9. Wenn man nicht vehement genug ist
Nachdem ich Jessie hellauf mit dem Konzept eines Supermarktes begeistert habe und unsere Einkäufe in etwa so aussehen, als hätte man zwei Sechsjährige mit 25 Dollar dorthin geschickt, machen wir es uns bei mir daheim bequem. Zu unserem Glück sind meine Eltern jetzt beide auf der Arbeit und werden nicht vor vier Uhr Zuhause sein.
Jessie und ich beäugen uns noch immer mit einem gewissen Maß an Misstrauen, aber irgendwie haben wir es geschafft, über dem Anblick von Pancakes aus der Tube (bei diesem Anblick kann ich meine Mutter vorwurfsvolle Geräusche von sich geben hören) und Pop Tarts (hierzu macht Miles in meinem Kopf Würgegeräusche) ein bisschen zu bonden.
Entschuldigt an der Stelle das unnötige englische Wort aber mal ernsthaft, wäre euch eine angemessene Übersetzung eingefallen? Ich bin nämlich nicht weiter als „uns nähergekommen" gekommen und ganz ehrlich, das ist nicht das, was ich sagen wollte. Ihr versteht mich schon.

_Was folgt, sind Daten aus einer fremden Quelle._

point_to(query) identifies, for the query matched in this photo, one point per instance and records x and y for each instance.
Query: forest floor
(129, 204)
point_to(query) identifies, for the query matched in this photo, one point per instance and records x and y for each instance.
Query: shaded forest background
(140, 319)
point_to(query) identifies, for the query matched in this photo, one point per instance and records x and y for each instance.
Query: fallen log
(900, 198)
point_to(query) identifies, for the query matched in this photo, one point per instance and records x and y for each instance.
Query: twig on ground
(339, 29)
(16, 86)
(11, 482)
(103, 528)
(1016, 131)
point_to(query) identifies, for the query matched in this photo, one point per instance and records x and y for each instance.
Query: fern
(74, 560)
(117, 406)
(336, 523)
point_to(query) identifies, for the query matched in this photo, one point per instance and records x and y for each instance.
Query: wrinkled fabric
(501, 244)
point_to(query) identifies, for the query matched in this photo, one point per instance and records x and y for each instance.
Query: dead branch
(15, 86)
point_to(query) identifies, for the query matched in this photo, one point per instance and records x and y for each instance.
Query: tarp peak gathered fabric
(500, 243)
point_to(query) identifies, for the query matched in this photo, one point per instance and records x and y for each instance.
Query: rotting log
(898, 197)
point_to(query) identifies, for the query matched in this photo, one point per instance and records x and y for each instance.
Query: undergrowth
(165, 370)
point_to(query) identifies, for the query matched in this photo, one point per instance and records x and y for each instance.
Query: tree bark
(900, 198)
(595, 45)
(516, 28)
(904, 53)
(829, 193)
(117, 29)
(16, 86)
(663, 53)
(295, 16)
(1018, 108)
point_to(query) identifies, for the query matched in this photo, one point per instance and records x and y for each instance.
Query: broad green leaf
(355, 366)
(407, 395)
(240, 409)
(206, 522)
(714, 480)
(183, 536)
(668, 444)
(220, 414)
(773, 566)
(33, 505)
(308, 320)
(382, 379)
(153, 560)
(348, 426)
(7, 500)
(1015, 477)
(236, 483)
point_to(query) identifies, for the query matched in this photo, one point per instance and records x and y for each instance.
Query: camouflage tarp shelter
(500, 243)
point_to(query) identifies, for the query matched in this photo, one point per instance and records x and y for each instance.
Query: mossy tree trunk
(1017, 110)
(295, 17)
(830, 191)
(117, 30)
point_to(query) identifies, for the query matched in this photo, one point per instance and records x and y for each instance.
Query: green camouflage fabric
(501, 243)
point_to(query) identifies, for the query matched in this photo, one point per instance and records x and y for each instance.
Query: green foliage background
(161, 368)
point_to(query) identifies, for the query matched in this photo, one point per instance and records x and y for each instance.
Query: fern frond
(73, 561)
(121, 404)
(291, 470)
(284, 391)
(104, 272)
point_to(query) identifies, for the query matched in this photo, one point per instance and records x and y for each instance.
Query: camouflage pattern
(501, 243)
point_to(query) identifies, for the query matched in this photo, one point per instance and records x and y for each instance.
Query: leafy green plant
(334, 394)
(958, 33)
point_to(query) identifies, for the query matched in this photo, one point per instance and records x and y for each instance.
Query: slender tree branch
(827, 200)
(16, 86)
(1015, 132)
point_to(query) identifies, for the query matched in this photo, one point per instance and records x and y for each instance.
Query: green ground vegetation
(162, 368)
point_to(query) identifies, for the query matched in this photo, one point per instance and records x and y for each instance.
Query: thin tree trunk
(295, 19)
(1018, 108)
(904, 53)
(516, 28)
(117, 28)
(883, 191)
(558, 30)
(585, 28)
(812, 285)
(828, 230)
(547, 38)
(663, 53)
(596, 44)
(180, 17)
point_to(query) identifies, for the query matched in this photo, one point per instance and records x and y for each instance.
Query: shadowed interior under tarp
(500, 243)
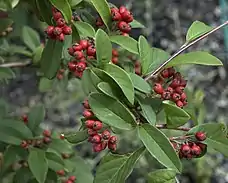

„Also", sage ich mit einem Mund voll Sahne und Fertigteig, „wofür sollst du das Wissen hier jetzt genau brauchen?"
Wenn Azath will, dass ich sein Kind vom Djinn-Dasein überzeuge, kann ich wahrscheinlich nicht früh genug damit anfangen zu lernen, was das überhaupt beinhaltet.
„Um Leuten die Wünsche besser zu erfüllen, schätze ich", antwortet Jessie mit einem genauso vollen Mund wie ich. „Weißt du, diese Sache mit Pass auf, was du dir wünschst, sonst wird es noch wahr."
Ich muss ser angeschaut haben wie ein Auto, denn schlagartig breitet sich ein ganz und gar nicht ehrliches Lächeln über Jessies Gesicht aus. „Vergiss es. Ich hab vergessen, wie wenig du weißt. Alles gut, wird sich später klären."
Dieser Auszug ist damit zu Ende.